Get your prospect’s attention. Interrupting their daily routine, stopping their flow of thought enables them to notice and take in your message. Attention-grabbing headlines fulfill this mission. Replacing your business name and picture at the top of your ad or website with consumer-focused headlines are a must. Remember, consumers ONLY care about their interests. Play into this.


Keeping the attention of prospects requires engaging them further with your content. A subheadline gets the job done. How does a subheadline engage consumers? Think again of how persuasion marketing works. It speaks to the fears, concerns or frustrations of others.

Yes, it is all about them. Subheadlines persuasively promise vital decision-making information to potential customers that will not only answer, but solve their problems, frustrations, and fears. Building on the headline, subheadlines intrigue prospects to explore further.


The intrigue created by your subheadline leads prospects to your body copy. With this content, the goal becomes to educate the reader on how your business meets their needs, solves their problem. In short, makes good on your promise.

Words alone fall short here. Consumers want proof. To avoid the mistake of focusing on your business’ features (mere words and information), think again of the reader. Stress the benefits that address their needs and issues. If you focus on what you have to offer, you compete on price. Business focused on what is in it for the consumer competes on value. Remember this: Features tell, benefits sell.

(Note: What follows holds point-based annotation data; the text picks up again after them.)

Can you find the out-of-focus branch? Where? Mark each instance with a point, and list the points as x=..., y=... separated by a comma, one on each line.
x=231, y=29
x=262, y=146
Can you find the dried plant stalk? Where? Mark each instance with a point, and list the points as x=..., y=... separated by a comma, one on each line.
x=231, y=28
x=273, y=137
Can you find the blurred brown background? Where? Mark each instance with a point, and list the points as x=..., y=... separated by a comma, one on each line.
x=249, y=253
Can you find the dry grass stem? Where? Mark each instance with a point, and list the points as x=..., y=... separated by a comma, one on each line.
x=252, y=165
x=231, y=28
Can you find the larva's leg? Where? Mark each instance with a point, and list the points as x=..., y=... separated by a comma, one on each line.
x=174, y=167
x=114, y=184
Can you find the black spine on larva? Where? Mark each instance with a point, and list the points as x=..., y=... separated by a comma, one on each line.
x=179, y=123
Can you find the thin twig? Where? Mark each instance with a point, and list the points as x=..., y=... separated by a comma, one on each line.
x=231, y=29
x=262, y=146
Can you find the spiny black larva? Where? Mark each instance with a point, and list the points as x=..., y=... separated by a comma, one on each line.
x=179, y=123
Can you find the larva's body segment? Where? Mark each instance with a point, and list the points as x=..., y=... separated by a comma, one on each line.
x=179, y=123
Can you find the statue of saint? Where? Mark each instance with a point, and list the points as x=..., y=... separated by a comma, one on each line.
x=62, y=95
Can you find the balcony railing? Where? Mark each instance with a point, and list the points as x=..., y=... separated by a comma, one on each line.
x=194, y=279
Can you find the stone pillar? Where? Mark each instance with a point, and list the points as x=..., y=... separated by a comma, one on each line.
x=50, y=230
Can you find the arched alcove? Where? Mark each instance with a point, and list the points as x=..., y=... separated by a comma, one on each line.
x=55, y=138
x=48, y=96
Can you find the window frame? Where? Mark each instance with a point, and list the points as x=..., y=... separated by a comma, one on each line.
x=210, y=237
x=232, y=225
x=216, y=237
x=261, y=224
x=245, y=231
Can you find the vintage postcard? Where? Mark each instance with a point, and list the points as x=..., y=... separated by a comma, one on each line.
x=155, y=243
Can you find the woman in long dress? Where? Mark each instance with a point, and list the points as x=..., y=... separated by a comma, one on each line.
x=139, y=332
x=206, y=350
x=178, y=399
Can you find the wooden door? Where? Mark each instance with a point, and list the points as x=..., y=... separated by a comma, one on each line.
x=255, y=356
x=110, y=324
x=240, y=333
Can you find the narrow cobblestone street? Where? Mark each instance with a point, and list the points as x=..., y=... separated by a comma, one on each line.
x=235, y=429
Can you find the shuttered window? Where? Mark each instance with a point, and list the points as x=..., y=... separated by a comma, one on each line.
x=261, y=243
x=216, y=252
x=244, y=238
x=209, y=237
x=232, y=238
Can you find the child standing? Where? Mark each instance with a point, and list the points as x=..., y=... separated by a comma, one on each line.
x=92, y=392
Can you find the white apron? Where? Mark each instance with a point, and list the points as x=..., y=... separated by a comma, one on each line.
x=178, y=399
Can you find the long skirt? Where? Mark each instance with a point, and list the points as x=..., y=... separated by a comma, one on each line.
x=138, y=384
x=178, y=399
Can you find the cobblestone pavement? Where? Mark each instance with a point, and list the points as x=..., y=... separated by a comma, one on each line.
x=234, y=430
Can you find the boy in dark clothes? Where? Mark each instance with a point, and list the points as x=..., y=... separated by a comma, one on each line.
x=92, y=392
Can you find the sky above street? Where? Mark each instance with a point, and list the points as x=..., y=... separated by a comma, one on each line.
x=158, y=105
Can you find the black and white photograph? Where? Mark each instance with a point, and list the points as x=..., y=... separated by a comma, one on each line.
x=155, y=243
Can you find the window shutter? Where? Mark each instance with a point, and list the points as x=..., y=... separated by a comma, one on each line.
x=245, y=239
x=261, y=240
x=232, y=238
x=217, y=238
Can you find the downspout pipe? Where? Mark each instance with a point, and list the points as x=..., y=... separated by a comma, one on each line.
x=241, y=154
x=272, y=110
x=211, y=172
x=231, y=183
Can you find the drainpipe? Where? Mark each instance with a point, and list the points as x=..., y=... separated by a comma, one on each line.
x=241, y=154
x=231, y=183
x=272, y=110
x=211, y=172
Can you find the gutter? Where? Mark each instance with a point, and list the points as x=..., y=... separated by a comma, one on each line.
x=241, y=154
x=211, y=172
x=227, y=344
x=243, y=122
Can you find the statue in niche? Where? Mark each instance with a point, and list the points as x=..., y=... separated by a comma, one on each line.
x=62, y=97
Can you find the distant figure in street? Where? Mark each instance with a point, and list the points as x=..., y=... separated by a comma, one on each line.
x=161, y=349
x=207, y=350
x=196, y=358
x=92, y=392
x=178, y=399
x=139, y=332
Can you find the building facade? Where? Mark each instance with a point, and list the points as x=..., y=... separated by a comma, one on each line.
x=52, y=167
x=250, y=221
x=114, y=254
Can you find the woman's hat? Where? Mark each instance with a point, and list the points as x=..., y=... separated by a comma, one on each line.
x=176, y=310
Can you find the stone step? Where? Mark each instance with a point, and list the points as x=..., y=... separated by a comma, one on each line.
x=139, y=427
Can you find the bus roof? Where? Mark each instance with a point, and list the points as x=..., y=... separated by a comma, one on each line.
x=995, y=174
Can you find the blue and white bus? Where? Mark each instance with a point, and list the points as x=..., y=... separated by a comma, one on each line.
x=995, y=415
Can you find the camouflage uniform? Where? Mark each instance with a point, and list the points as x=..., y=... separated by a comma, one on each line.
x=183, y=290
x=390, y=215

Crystal clear clarity in describing the value you offer clients drives the information home. Focus on one hot button. And, remember to leave a bit of mystery. Full disclosure leaves nothing to draw a prospect back.


The marketing message closes with an attractive, compelling offer. The sole purpose of this closer is to influence prospects to move to action. This step may be to buy a low to moderately priced product or service, to seek additional information or sign up for a list. No matter the step, the action remains the vital component. 

The offer needs to be low or no-risk to push consumers gently to the next step in your sales process. Again, a focus on benefits helps. For example, an attention-grabbing title such as “7 Questions to Ask Any Plumber to Make Sure You Aren’t Being Ripped Off” fits the bill.

Using this marketing equation in totality to develop a compelling message proves powerfully useful in elevator pitch delivery.